For the CAO, Universal Design is a best practice that reaches the maximum number of users or citizens who use a particular tool. Start with Universal Design up-front to avoid legal vulnerabilities, and save the time and money required to make inaccessible products accessible on the back-end. Buying products designed using Universal Design principles is easy and should be standard operating procedure for all federal procurement. PEAT has a one-stop-shop, Buy IT!, outlines eight steps to develop a procurement process that prioritizes accessibility and usability.
Chief Human Capital Officers
Adopting Universal Design for accessibility empowers HR teams and enables agencies to better serve customers and job candidates. Whether in the recruitment process, onboarding or using eLearning tools, Universal Design should play a key part in creating an inclusive agency.
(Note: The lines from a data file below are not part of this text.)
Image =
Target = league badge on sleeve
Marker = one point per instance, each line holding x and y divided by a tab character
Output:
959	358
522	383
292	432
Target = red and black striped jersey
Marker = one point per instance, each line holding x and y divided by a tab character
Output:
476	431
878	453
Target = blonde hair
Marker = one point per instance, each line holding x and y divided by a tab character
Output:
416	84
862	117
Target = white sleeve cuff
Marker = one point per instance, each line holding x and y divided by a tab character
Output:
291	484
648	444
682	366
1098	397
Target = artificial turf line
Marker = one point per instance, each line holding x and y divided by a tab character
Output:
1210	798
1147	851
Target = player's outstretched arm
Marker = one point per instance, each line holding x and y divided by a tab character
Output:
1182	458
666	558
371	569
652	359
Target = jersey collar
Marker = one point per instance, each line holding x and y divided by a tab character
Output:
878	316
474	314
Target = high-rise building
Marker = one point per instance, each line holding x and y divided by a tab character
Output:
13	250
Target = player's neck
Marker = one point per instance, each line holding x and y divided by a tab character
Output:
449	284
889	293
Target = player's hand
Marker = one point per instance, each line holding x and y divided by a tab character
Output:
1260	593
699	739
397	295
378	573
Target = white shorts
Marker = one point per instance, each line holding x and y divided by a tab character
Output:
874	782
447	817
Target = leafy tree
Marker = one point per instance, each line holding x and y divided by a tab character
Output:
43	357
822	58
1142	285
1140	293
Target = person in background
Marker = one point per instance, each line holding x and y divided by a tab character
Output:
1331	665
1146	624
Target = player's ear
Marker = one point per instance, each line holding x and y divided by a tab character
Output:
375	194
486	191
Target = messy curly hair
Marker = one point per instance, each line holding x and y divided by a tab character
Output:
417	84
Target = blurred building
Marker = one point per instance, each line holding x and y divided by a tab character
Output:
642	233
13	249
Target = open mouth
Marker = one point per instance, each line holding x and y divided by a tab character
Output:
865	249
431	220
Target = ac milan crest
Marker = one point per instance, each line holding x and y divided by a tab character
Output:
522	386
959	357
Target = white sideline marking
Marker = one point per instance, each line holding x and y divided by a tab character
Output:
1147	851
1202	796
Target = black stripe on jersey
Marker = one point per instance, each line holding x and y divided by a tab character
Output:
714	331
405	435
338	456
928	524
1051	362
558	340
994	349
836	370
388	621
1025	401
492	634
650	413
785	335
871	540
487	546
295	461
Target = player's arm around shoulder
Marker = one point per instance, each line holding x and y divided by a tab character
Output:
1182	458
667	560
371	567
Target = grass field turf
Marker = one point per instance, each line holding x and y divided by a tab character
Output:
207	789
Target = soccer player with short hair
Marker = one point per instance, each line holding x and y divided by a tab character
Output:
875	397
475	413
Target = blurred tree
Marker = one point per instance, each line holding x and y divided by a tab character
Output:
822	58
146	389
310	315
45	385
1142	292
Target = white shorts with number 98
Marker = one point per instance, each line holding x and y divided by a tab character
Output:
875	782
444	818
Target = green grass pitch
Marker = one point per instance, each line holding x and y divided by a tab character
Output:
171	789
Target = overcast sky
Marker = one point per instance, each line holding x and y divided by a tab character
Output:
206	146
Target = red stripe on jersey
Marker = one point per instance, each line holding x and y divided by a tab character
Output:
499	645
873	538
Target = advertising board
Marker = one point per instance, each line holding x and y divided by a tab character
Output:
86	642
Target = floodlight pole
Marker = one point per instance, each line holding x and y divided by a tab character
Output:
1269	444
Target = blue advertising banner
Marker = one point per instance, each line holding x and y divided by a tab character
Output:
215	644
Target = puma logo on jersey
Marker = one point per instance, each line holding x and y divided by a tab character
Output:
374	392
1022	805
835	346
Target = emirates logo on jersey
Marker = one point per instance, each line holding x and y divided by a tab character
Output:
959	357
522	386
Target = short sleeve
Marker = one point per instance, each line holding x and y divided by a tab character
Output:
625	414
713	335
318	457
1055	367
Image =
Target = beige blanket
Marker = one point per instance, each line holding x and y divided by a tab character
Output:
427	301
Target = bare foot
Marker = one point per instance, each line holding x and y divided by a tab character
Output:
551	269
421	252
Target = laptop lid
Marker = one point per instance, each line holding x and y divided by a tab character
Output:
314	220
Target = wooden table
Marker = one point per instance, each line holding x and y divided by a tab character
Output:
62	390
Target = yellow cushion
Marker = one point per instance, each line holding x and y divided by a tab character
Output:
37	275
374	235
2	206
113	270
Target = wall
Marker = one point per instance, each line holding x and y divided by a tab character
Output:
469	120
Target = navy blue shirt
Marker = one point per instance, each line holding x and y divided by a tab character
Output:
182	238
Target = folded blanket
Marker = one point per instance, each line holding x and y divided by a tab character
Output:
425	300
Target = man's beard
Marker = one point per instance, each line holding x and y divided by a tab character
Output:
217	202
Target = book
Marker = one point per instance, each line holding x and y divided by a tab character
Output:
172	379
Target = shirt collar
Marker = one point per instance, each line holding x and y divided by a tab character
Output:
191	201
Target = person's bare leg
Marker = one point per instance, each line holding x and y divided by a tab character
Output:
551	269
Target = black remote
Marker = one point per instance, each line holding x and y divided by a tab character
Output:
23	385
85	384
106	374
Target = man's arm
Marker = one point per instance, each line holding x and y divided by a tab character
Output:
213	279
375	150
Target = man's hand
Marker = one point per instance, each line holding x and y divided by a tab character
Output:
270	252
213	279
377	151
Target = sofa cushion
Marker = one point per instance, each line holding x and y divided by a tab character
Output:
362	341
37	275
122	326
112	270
Time and resources spent recruiting people with disabilities are wasted if the workplace isn’t designed for everyone. Accessible workplaces and tools promote greater diversity, better retention, and a more productive workforce. Looking toward the future, the millennial workforce expects accessibility and Universal Design to be part of their workplace, built into technologies in ways that foster an inclusive working environment.
IT Developers and Designers
Let’s link the conversation to the people who will actually implement universal design: IT developers and designers. As a recognized and leading practice in the technology industry, Universal Design is a concept that IT developers and designers need to be aware of. By aligning strategic priorities and technical skillsets, developers are granted a mandate to create innovative products that can be used by more people regardless of disability status. Solutions that are accessible from the beginning help your agency avoid redesign and development costs, since accurate requirements about the complete user experience are captured up front.
Section 508 Coordinators
Accessibility is a key benefit of Universal Design, which is a growing focus across government. Universal Design can help program managers see accessibility as a way to achieve their mission and benefit the most people, instead of as a burden.
For the user, whether they have a disability or not, using a universally designed product enables greater ease, convenience and efficiency.
In sum, Universal Design is an approach that should be more widely recognized and built into the federal procurement, design and implementation. Greater connection between accessibility and Universal Design can be achieved through better promotion and prioritization in digital services strategy and procurement, and advocacy from agency executives and leaders. In a post-508 Refresh world, CIOs should be empowered to promote Universal Design and build this approach into digital strategies across the federal space, to create accessible, convenient and inclusive environments for all.